— Машинист! Не робей, дядя! В жизни раз помирать, и то, когда сто лет будет.
Петечка бежит к концевым вагонам…
Машинист дал ход. Тронулся эшелон, и тогда вновь ударили в упор из окон вокзала и из-за строений. Попов вдруг хватается за «льюис»… Ай!.. А стрелки, как поставлены выходные стрелки? Эшелон уже идет. Братки из вагонов отстреливаются. А если эшелон свернет по южной ветке? А надо на запад! Крышка! Каюк, темный люк!
Петечка снова влезает на ходу на крышу вагона и бежит, перескакивая с крыши на крышу… Петечка кричит машинисту «стоп» и соскакивает у самых стрелок.
Петечка у стрелки. Стрелочник стоит на месте, кричит ему:
— Товарищи, швыдче. Усе готово.
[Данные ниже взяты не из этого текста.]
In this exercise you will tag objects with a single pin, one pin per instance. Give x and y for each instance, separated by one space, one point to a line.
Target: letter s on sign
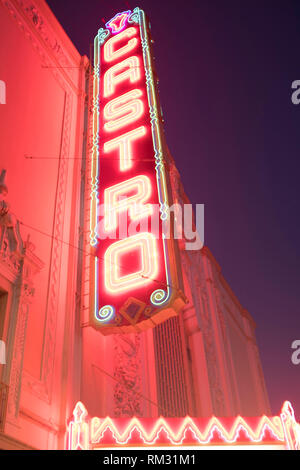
296 94
296 354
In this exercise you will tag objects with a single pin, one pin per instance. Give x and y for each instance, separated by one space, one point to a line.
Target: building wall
42 119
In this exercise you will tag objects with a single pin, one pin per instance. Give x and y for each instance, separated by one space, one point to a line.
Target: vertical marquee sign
135 280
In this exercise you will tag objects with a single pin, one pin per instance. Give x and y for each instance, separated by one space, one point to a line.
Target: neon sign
136 281
265 432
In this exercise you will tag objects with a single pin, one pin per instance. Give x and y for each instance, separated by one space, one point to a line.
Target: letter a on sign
135 280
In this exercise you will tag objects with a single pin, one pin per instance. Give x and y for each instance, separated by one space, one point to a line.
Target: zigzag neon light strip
284 431
118 113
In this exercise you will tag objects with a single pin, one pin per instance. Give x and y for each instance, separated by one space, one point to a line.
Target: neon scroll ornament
136 280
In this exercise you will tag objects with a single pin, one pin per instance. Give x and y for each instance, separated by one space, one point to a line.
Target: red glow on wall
277 431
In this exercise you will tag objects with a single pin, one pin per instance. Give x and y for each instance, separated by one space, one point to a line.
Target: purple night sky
225 71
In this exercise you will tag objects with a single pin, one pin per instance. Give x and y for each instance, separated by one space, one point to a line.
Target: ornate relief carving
51 47
199 284
127 372
18 259
55 266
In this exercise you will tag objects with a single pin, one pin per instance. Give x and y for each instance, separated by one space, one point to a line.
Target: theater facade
117 340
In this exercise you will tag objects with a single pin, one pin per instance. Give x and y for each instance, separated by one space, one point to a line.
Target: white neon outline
116 200
115 283
176 434
111 54
124 144
123 110
137 17
112 78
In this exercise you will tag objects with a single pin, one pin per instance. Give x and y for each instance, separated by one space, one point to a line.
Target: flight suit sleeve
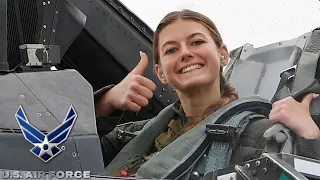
308 147
111 143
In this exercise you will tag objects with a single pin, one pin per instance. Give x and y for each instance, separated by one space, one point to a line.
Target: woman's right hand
132 93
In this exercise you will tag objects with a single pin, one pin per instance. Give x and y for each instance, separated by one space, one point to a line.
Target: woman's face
189 58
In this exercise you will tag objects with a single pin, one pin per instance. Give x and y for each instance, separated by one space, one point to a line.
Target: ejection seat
257 70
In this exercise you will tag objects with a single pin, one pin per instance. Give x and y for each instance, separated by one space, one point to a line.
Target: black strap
254 106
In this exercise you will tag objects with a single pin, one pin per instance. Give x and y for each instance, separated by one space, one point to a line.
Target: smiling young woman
189 55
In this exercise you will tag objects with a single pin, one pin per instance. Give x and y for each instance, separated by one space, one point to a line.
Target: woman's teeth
190 68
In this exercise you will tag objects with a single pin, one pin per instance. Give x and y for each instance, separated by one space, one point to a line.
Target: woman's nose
185 53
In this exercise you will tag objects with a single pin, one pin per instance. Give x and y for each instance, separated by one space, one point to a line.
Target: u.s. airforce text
44 175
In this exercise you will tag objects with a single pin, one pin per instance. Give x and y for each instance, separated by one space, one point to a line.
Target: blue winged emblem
46 146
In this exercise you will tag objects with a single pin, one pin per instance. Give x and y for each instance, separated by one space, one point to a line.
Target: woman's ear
224 59
160 74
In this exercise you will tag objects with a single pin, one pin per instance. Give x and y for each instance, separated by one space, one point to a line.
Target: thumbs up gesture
296 116
132 93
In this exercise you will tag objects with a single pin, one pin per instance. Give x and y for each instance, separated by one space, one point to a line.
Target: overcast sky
258 22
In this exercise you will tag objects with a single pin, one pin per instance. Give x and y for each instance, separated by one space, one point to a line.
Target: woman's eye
197 42
171 50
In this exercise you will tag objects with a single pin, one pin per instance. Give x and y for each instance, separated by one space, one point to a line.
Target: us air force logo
46 146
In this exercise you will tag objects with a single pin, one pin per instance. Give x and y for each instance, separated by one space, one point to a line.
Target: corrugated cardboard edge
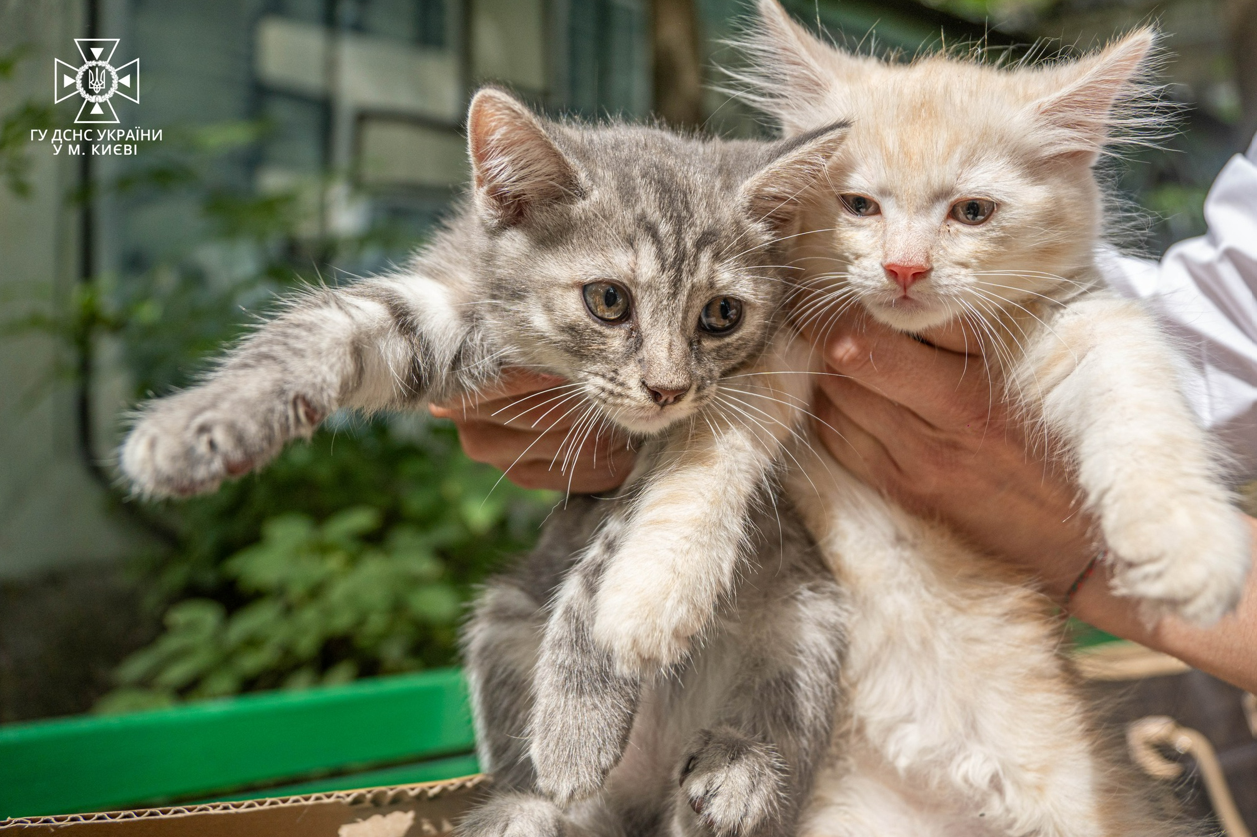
436 804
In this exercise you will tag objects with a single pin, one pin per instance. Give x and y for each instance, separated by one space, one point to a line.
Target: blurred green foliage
350 556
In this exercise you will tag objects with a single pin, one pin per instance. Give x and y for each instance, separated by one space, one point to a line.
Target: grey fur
727 743
678 221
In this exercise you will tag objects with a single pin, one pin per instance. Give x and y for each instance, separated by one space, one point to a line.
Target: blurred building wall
52 510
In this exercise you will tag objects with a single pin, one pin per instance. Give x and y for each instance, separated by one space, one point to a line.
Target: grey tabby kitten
644 268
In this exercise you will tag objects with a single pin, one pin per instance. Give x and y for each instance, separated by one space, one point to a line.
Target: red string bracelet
1085 574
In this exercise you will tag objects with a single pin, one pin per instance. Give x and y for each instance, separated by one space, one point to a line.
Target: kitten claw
189 443
1189 562
732 782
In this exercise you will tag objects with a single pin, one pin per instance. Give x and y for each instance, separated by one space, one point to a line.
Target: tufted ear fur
791 73
514 162
1100 99
777 191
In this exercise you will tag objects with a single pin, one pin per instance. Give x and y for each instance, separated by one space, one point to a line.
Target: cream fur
962 716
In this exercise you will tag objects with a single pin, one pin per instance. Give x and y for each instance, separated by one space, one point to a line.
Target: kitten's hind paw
513 815
1188 559
732 782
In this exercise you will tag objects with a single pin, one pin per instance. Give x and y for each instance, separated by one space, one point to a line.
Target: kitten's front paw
573 749
1187 557
187 444
732 782
582 710
646 613
513 815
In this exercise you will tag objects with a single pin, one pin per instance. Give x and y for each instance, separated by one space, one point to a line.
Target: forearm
1227 650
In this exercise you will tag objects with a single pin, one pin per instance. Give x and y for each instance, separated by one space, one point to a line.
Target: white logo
96 81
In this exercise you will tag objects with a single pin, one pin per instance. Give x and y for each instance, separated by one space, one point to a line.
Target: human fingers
943 387
851 445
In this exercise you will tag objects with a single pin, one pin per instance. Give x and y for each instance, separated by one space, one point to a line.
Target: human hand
927 425
523 427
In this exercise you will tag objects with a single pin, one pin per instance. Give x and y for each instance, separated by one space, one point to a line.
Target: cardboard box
407 811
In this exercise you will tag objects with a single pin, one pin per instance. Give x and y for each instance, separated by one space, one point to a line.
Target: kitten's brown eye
860 205
720 316
606 300
973 210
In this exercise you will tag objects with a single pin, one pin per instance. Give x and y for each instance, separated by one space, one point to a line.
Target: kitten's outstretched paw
513 815
1187 558
644 616
732 782
189 443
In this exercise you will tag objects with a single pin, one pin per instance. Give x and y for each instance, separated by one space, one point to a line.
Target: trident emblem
96 81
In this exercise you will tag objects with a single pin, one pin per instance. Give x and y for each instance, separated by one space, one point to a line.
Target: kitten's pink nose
664 397
905 275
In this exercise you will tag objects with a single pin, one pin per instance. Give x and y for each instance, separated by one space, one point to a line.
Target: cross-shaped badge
96 81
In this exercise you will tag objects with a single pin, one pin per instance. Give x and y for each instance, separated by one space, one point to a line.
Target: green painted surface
435 771
98 763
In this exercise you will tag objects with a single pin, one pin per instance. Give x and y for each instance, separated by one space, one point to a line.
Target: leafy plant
351 556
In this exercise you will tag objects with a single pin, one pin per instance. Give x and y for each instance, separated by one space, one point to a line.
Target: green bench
378 732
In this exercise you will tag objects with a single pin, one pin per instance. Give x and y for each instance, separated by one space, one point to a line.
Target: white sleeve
1204 292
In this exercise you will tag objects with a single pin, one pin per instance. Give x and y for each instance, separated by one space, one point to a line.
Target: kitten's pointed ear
514 162
791 71
776 194
1101 99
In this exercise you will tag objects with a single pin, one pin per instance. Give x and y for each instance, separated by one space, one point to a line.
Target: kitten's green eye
972 210
606 300
720 316
860 205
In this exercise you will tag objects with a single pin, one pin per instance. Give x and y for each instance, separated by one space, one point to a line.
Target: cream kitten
967 191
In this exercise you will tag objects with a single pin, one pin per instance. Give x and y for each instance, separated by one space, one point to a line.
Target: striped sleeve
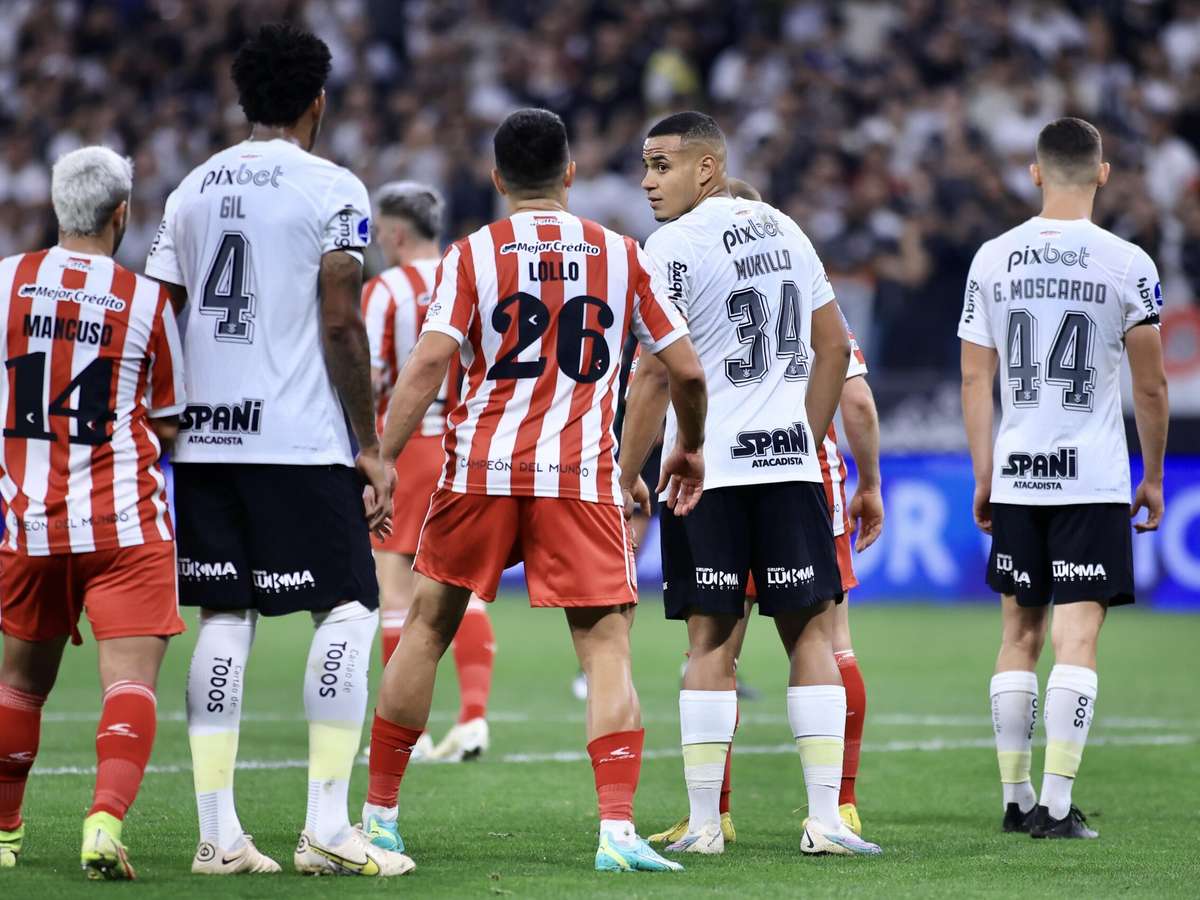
454 300
657 322
166 354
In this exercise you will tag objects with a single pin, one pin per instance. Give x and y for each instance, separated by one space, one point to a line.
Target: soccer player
91 395
862 423
775 352
394 304
1063 300
538 305
264 243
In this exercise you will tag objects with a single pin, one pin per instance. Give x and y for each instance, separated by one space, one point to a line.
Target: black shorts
276 539
1083 551
778 532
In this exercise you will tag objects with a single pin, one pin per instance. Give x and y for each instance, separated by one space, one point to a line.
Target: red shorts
418 469
127 592
845 567
576 553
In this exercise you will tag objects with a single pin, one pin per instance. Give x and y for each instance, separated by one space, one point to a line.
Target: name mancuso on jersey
748 279
1056 298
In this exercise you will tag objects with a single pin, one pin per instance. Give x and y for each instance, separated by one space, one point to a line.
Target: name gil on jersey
243 175
555 246
777 447
77 330
1042 472
745 232
760 264
75 295
1049 255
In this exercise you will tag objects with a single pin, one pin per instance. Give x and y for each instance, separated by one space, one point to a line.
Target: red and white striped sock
21 726
124 741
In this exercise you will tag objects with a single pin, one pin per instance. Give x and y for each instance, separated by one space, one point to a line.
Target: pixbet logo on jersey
241 175
753 231
1065 570
778 447
1042 472
1049 255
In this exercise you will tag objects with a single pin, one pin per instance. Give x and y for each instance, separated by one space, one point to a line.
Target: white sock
619 829
1071 701
706 726
335 701
215 685
817 714
1014 712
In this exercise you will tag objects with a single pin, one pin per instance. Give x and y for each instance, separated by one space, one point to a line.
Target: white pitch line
513 718
888 747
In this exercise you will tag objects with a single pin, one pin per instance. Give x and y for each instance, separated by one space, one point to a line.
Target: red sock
124 741
726 781
393 628
474 651
391 745
21 726
856 717
617 763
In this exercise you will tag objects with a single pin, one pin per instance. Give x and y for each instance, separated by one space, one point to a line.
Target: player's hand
683 479
637 497
867 509
1149 496
982 508
379 480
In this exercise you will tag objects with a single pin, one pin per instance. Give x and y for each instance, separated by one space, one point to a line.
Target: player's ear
498 183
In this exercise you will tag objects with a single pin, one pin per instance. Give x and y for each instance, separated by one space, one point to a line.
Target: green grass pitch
521 822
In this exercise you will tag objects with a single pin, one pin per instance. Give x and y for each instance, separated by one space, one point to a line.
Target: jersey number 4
93 413
227 291
582 353
750 312
1068 363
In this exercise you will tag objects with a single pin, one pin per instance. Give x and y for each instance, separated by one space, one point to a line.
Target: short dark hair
690 126
531 149
279 72
418 204
1071 148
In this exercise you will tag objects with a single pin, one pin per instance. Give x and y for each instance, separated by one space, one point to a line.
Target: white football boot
468 741
246 859
354 856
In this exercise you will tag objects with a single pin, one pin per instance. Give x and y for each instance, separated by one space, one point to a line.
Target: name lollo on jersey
1060 298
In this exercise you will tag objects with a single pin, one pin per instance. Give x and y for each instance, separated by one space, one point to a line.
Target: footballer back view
263 241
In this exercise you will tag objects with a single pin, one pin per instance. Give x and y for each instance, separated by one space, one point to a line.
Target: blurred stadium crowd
897 133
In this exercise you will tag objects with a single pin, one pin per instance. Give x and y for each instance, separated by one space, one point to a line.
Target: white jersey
245 234
1056 298
748 280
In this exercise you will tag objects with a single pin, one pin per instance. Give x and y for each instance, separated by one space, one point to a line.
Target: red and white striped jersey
394 305
833 466
540 304
91 352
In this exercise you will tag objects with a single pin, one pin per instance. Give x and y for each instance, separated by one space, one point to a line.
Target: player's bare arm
827 376
861 424
415 389
348 358
1145 348
683 468
979 366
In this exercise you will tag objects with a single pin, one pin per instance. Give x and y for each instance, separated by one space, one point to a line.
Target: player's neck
292 133
537 204
100 245
1067 204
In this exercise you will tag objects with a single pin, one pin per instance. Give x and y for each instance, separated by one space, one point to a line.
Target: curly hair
279 72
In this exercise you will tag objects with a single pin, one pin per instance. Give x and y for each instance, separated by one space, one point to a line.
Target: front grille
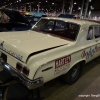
4 57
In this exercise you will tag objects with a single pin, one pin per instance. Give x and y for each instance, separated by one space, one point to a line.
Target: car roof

Проходите!
Петечка поворачивает назад. Добрэ, дядько! Это дело. Теперь пройдем. Факт. Фак-те-ец! Го-го! Хотя стой! Дай погляжу сам.
Петро опять у стрелки. Кричит стрелочнику:
— Дядько, ложись. Убьют казаки!
Дядько машет матросу — ладно, мол. Но Петро идет к дядьке и видит, что стрелка переведена… на юг, к белым.
— Ты что ж? А?
Дядько лезет в карман. Ясно — зачем. Попов бьет дядьку в ухо навылет. На месте. И перебрасывает стрелку. Эшелон идет, ускоряя ход, на запад, к своим!
Что у дядьки в карманах? Доглядай! Револьвер. Деникинские деньги. Погоны. Зажигалка. Бумаги… Так!
В штабном вагоне Петечка идет на прямой провод. Вызывает Володечку.
«Знаменку прошли ничего зпт особый отдел имел наблюдение тчк шли боезапас тчк».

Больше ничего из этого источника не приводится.